HD Map Task Scheduling for Parallel Labeling and Version Control
Find Innovative SolutionsGenerate Solutions
Solution Overview
Problem
Conventional Geographic Information Systems (GIS) are inadequate for generating and updating High-Definition (HD) maps for autonomous vehicles, as they are limited to two-dimensional data, require direct network connectivity, and lack scalability and task management capabilities, making them inefficient for the precise and distributed data needs of autonomous vehicles.
Innovation Solution
A highly distributed and scalable GIS system is developed to automate the generation, revision, and distribution of HD maps, incorporating task management, access control, version control, and release management to optimize mapping throughput and quality, allowing for minimal user input and simultaneous editing by multiple users.

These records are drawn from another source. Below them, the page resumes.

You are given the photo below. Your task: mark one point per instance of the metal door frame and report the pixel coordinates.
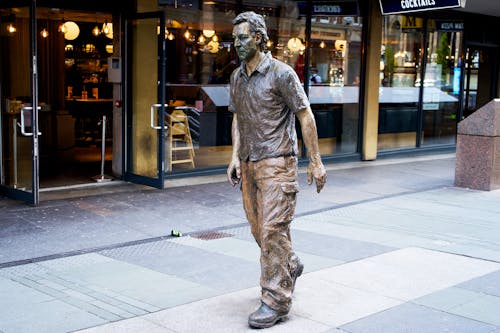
(14, 193)
(158, 106)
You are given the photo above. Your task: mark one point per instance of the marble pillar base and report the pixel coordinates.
(478, 162)
(478, 149)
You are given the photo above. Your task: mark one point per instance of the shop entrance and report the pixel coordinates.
(480, 81)
(55, 62)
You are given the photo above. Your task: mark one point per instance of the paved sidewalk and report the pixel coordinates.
(392, 247)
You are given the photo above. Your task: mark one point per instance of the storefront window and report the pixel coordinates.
(442, 82)
(401, 60)
(201, 57)
(334, 81)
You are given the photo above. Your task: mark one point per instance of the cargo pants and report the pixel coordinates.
(269, 189)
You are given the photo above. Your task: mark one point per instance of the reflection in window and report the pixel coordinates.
(400, 63)
(201, 58)
(441, 85)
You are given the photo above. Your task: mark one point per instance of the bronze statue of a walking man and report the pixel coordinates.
(265, 97)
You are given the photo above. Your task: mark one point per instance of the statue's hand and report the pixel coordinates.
(234, 172)
(317, 171)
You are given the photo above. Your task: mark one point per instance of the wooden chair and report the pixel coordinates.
(180, 142)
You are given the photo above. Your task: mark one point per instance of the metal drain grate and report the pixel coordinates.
(212, 235)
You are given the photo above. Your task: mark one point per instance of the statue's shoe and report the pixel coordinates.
(265, 317)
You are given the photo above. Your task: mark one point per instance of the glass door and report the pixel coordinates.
(19, 104)
(480, 81)
(145, 102)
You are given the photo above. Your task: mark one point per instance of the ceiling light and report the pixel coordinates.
(72, 31)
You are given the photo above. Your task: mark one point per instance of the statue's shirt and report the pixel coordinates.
(265, 103)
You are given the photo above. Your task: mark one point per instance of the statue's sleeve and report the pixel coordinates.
(292, 91)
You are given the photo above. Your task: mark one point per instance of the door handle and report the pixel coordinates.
(22, 125)
(153, 109)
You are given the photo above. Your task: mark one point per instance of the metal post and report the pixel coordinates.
(102, 178)
(14, 150)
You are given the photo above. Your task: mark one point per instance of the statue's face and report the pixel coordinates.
(245, 43)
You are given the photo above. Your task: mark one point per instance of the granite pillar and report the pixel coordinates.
(478, 149)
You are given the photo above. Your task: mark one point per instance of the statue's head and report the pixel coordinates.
(256, 25)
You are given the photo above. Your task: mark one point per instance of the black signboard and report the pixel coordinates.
(331, 8)
(191, 4)
(406, 6)
(449, 25)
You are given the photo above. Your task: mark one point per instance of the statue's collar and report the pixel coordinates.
(262, 67)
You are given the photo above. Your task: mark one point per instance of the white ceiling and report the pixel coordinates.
(485, 7)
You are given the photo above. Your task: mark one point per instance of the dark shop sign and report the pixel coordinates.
(330, 8)
(406, 6)
(449, 25)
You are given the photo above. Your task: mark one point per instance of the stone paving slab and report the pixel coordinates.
(411, 318)
(356, 293)
(408, 273)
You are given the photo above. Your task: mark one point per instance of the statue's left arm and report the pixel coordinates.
(315, 169)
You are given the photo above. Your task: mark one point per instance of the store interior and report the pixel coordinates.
(73, 92)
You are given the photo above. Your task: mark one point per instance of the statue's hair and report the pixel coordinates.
(256, 23)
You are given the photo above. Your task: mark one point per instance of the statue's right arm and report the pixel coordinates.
(234, 168)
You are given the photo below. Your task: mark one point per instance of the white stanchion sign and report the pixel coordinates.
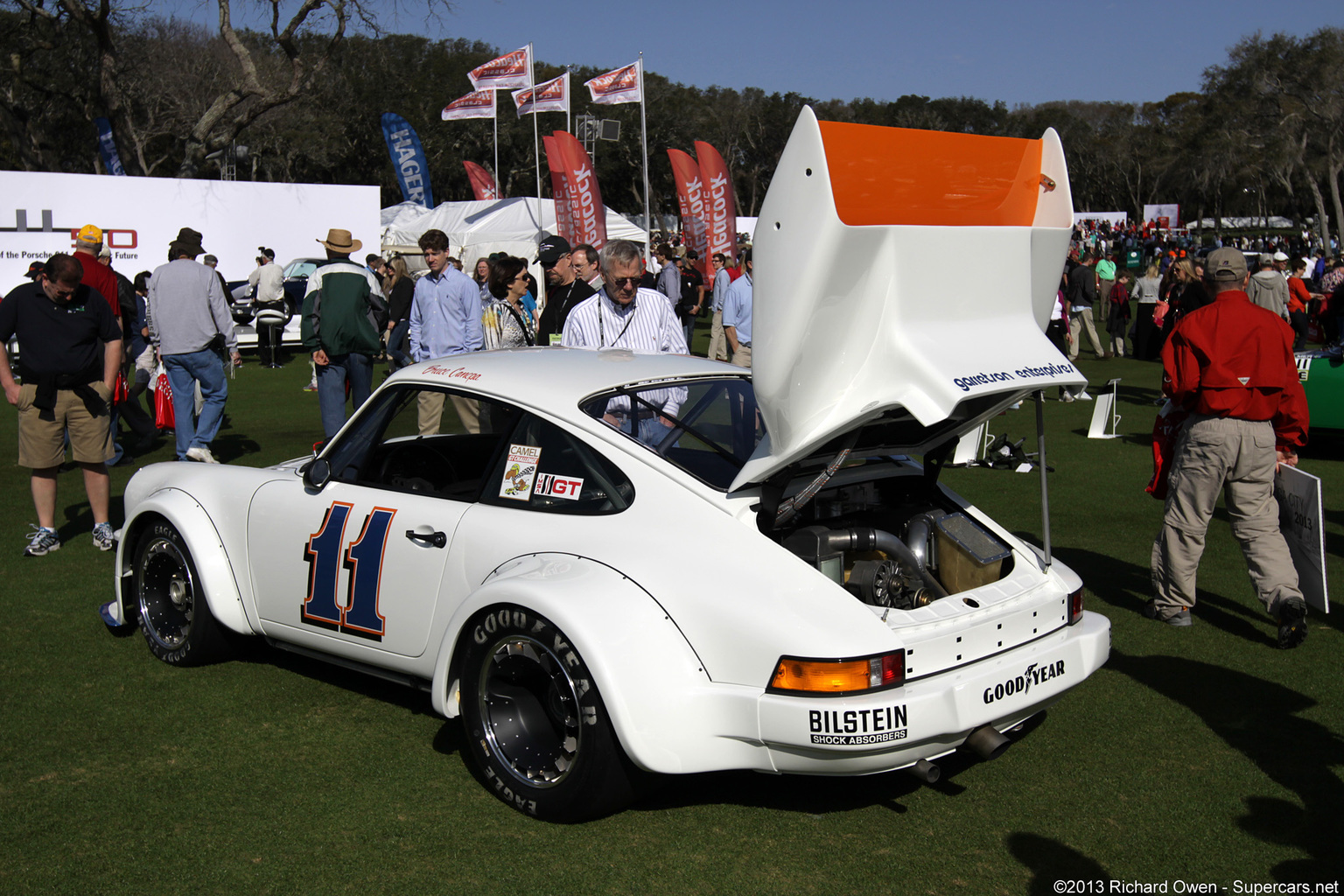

Engineering Contradictions & Design Principles
Engineering Contradiction Analysis
1Manufacturing precision
If conventional Geographic Information Systems (GIS) are used for map generation, then the system is simple to operate, but the manufacturing precision and data dimensionality are insufficient for autonomous vehicle requirements
Solution Approach 1:
The system segments the map generation process into multiple independent task stages (data collection, processing, validation, distribution) that can be executed separately and in parallel across different computing devices, enabling high precision without requiring a monolithic complex system
Solution Approach 2:
The system transitions from conventional 2D GIS maps to multi-dimensional HD maps incorporating 3D spatial data, sensor data layers, and temporal information, achieving higher manufacturing precision by adding dimensional complexity rather than increasing overall system complexity
2Adaptability or versatility
If conventional GIS systems require direct network connectivity to create and update maps, then data distribution is centralized, but the scalability and distribution capability are limited
Solution Approach 1:
The system segments map data into discrete task stages and distributes them across multiple independent nodes in a task graph, allowing each node to operate autonomously with local data processing capabilities, thereby enhancing distribution capability without requiring complex centralized network infrastructure
Solution Approach 2:
The system introduces task graphs and workflow orchestration as intermediaries between data sources and map consumers, enabling scalable distribution through standardized interfaces and protocols that simplify network complexity while enhancing adaptability
3Productivity
If conventional GIS systems permit only one human or machine to edit data sources at a time, then data consistency is maintained, but the productivity and mapping throughput are reduced
Solution Approach 1:
The system segments the editing process into discrete task stages with defined dependencies, allowing multiple users to work on different stages simultaneously while maintaining data consistency through stage-gated validation and version control mechanisms
Solution Approach 2:
The system implements automated feedback loops including quality assurance validation, conflict detection, and version control that monitor and maintain data consistency across parallel editing operations, enabling high productivity without sacrificing reliability
4Measurement precision
If conventional GIS systems generate maps only accurate up to tens of meters, then the device complexity is low, but the measurement precision is insufficient for autonomous vehicle navigation
Solution Approach 1:
The system transitions from 2D map representations to multi-dimensional HD maps incorporating 3D spatial coordinates, sensor data layers, and temporal dimensions, achieving centimeter-level measurement precision by utilizing additional dimensional information rather than increasing processing complexity of traditional 2D data
Data Source
AI summary
The present technology pertains to a task management system for map labeling tasks. The system can determine when one task is dependent on completion of another task and schedule those tasks accordingly. Further the system can ensure that tasks are completed with a proper priority and can track completion of these tasks. The present technology ensures sufficient work is completed to speed up map release versions.